De partida, Sérgio confessa: “Desde o último sonho eu não sei mais se acordei”. “Por que a realidade é tão importante assim pra você?”, questiona o robô-analista. “Você não devia perder tempo com a realidade, a verdade morreu”, sentencia uma colega de empresa. “A única coisa que quero é buscar a verdade”, sustenta o protagonista.

Se a resolução da questão do personagem aponta para um gesto de busca por uma pretensa utopia, quase tudo em “Manual da Pós-Verdade” emana distopia e caos, do “porco-bomba” candidato à presidência do País, que ao menos “fala o que pensa”, ao negócio especializado em criar notícias falsas sem compromisso algum com fatos. A Sérgio, é costumeira a sugestão para “tirar umas férias”.

Apesar do verniz distópico da produção, personagens e situações dispostas nela são facilmente identificáveis como espécies de reflexos de personagens e situações da nossa realidade — e nem cabe dizê-los como caricaturais, uma vez que se assemelham em níveis primários com os pares factuais.

Esse paralelo direto da ficção com contextos do nosso mundo é também presente em “Justa Causa – Motoboys Kamikazes”. A dualidade confusa entre sonho e realidade de “Manual” abre espaço para uma abordagem plenamente imersa no distópico. Não há fronteira, entre, mas sim uma realidade que exacerba/espelha situações cotidianas ocorridas com entregadoras e entregadores de comida por aplicativo.

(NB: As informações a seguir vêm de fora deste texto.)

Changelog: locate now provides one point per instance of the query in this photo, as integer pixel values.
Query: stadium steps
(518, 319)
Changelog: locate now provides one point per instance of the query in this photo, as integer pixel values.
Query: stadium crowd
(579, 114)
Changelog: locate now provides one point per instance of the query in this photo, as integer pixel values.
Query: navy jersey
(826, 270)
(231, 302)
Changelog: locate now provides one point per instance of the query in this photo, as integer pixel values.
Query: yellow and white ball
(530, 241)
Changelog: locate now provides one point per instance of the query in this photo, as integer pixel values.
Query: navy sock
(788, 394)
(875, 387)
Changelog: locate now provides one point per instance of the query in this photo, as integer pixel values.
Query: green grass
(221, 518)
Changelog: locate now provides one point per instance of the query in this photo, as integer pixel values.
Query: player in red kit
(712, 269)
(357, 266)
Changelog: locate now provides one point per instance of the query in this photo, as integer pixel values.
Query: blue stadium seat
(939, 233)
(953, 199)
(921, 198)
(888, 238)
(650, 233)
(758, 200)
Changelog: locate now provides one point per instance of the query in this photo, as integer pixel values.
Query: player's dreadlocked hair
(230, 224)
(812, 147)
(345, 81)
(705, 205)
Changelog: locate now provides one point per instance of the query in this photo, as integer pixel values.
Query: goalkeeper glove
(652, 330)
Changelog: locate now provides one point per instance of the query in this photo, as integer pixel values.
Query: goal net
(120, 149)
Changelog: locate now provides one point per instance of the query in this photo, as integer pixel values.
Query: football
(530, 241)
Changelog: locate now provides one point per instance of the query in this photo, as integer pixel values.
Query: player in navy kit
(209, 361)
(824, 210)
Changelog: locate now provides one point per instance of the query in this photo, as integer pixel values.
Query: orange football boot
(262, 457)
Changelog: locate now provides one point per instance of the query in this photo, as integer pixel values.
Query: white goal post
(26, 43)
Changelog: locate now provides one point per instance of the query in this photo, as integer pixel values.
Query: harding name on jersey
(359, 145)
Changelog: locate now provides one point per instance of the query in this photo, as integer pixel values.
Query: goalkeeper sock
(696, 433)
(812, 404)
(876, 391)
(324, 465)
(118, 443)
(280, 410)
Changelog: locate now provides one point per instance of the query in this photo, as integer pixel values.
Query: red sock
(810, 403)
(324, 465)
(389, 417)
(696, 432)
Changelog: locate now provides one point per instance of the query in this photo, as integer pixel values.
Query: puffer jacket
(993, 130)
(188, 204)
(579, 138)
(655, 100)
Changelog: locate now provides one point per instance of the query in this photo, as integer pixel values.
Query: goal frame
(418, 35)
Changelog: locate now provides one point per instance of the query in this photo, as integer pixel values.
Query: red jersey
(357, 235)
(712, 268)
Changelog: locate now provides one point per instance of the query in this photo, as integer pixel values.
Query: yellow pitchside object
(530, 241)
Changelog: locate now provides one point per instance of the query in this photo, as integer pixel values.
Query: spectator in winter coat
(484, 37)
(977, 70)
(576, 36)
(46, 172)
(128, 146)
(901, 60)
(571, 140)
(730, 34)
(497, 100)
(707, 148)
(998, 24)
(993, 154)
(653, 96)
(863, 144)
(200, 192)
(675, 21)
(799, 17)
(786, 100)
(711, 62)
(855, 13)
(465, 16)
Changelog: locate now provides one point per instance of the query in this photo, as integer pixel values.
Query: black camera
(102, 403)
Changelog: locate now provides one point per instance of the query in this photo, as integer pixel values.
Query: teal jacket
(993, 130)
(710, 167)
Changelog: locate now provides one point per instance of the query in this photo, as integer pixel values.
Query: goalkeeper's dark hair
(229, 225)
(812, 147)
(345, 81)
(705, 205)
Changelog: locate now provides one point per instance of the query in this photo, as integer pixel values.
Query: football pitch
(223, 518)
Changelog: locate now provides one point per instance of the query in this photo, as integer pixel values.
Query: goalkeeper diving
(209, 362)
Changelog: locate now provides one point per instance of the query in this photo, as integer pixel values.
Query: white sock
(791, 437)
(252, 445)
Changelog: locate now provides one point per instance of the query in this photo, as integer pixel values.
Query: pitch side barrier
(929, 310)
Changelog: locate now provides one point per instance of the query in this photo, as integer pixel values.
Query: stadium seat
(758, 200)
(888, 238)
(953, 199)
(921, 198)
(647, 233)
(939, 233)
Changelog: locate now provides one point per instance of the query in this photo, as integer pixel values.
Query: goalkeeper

A colisão de múltiplas técnicas e estéticas de ilustração e animação evidencia o espírito enérgico da própria obra, que em conteúdo também estabelece pares diretos com elementos reconhecíveis do real: uma das lideranças do movimento de motoboys kamikazes se chama “Grilo”, sobre quem parte da mídia hegemônica logo trata de espalhar mentiras enquanto celebra o crescimento do aplicativo Kungfood.

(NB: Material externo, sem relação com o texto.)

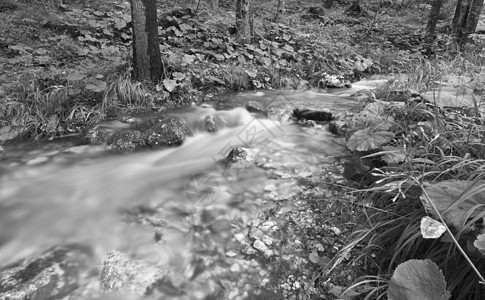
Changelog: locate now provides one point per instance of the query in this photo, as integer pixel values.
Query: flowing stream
(59, 193)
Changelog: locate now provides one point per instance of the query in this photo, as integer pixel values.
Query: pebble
(260, 246)
(231, 253)
(235, 268)
(267, 240)
(37, 160)
(266, 226)
(240, 237)
(249, 250)
(256, 233)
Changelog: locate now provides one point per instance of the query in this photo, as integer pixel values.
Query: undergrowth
(435, 148)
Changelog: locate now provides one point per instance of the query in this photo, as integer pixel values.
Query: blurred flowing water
(83, 198)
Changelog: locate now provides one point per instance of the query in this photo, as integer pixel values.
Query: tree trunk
(147, 62)
(460, 18)
(328, 4)
(280, 10)
(214, 4)
(473, 16)
(356, 9)
(243, 20)
(433, 19)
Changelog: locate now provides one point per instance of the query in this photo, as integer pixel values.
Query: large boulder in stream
(322, 115)
(122, 274)
(126, 140)
(168, 132)
(256, 107)
(51, 275)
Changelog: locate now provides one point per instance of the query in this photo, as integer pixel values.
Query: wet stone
(122, 274)
(255, 107)
(126, 140)
(313, 115)
(52, 275)
(168, 132)
(337, 127)
(210, 124)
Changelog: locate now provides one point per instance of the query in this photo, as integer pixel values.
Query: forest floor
(67, 67)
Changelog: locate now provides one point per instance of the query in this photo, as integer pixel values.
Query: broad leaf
(178, 76)
(480, 243)
(74, 76)
(170, 84)
(418, 280)
(393, 155)
(431, 229)
(455, 200)
(314, 258)
(365, 140)
(96, 85)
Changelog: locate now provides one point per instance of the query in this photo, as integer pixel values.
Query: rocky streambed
(252, 205)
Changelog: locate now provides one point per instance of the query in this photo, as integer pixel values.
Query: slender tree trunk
(328, 4)
(280, 10)
(460, 19)
(356, 8)
(243, 20)
(433, 19)
(147, 62)
(473, 16)
(214, 5)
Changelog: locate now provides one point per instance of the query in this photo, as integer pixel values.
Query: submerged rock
(314, 115)
(52, 275)
(337, 127)
(210, 124)
(122, 274)
(126, 140)
(167, 132)
(256, 107)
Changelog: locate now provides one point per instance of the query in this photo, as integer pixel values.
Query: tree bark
(473, 16)
(433, 19)
(243, 20)
(214, 4)
(461, 15)
(328, 4)
(356, 9)
(280, 10)
(147, 62)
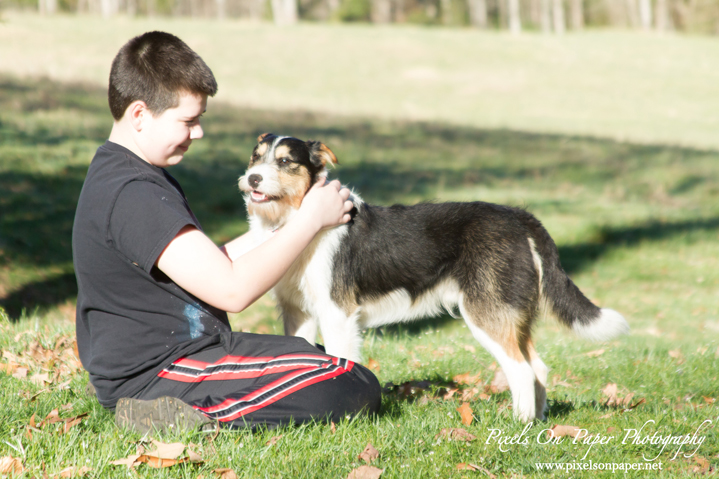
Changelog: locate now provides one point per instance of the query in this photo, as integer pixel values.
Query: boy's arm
(198, 266)
(238, 246)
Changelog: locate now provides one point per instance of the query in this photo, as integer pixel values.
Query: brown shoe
(162, 414)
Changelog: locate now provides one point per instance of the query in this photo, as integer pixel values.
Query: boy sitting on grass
(153, 289)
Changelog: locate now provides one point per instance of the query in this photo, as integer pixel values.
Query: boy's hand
(327, 204)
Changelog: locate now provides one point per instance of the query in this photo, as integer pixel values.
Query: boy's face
(164, 139)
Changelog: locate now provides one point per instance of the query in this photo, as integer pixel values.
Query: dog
(496, 264)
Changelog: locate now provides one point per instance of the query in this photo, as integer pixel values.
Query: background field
(608, 137)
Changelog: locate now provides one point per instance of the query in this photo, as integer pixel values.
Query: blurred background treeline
(550, 16)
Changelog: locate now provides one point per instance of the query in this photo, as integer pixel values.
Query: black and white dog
(496, 264)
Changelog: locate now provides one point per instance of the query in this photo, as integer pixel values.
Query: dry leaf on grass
(373, 364)
(273, 440)
(74, 471)
(467, 379)
(466, 413)
(455, 434)
(369, 454)
(11, 465)
(499, 383)
(225, 473)
(365, 472)
(561, 431)
(130, 461)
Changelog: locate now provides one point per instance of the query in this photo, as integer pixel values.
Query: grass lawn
(636, 222)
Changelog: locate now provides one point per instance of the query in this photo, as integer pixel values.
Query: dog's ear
(320, 154)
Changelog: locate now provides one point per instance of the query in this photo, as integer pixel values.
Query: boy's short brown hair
(155, 67)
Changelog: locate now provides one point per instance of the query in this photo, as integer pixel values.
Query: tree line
(550, 16)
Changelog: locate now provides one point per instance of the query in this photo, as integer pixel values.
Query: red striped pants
(250, 380)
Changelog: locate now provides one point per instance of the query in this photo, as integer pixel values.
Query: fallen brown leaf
(455, 434)
(273, 440)
(225, 473)
(11, 465)
(41, 379)
(130, 461)
(467, 379)
(499, 383)
(466, 413)
(74, 471)
(373, 364)
(369, 454)
(365, 472)
(560, 431)
(610, 390)
(166, 451)
(70, 423)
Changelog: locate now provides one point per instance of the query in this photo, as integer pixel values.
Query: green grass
(637, 225)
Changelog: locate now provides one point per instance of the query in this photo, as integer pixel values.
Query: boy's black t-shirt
(132, 320)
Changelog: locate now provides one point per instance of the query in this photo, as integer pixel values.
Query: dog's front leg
(340, 332)
(298, 323)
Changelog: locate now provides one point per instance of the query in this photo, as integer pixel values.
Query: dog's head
(282, 169)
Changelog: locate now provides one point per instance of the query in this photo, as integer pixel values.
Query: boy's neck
(121, 134)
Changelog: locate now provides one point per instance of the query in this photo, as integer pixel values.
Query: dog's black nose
(254, 180)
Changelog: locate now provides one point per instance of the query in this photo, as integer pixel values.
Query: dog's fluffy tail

A partir de um trabalho de estilização, as demandas e questões cotidianas de quem “tá passando fome enquanto leva comida nas costas” são retratadas como perseguições entre veículos voadores e batalhas com armaduras sobre-humanas em meio às ruas de Kronometropolis. Numa caricatura fronteiriça à realidade, o cliente que considera 15 minutos uma “demora” até a comida chegar é o mesmo que reclama de ter que descer para pegar o pedido.

Da dualidade de “Manual” à imersão no pesadelo do real em “Justa Causa”, chega-se, então, a “Viventes”, que propõe não “um ou outro”, mas ambos. No curta que fecha a sessão, “sonho” e “vida” não são lados opostos de uma mesma moeda, uma proposição de binarismo, mas sim coexistentes, ambivalentes.

O pensamento curatorial parece, então, apontar não para uma “linha” cartesiana de “evolução” ou “desenvolvimento” entre os filmes, mas sim ressaltar um jogo de equilíbrio e desequilíbrio entre as ideias de real e irreal, concreto e abstrato.

Também não por acaso, a sessão se encerra com a sequência final de “Viventes” na qual o protagonista descreve um sonho que teve, no qual situações irreais despontam de um contexto de elementos concretos e cotidianos: detentora de uma receita especial de pão cobiçada por um trio de homens ricos, a dona de uma padaria tenta proteger o segredo… se transformando em um pão.

Sonho e vida, vida e sonho. Sonho é vida, vida é sonho.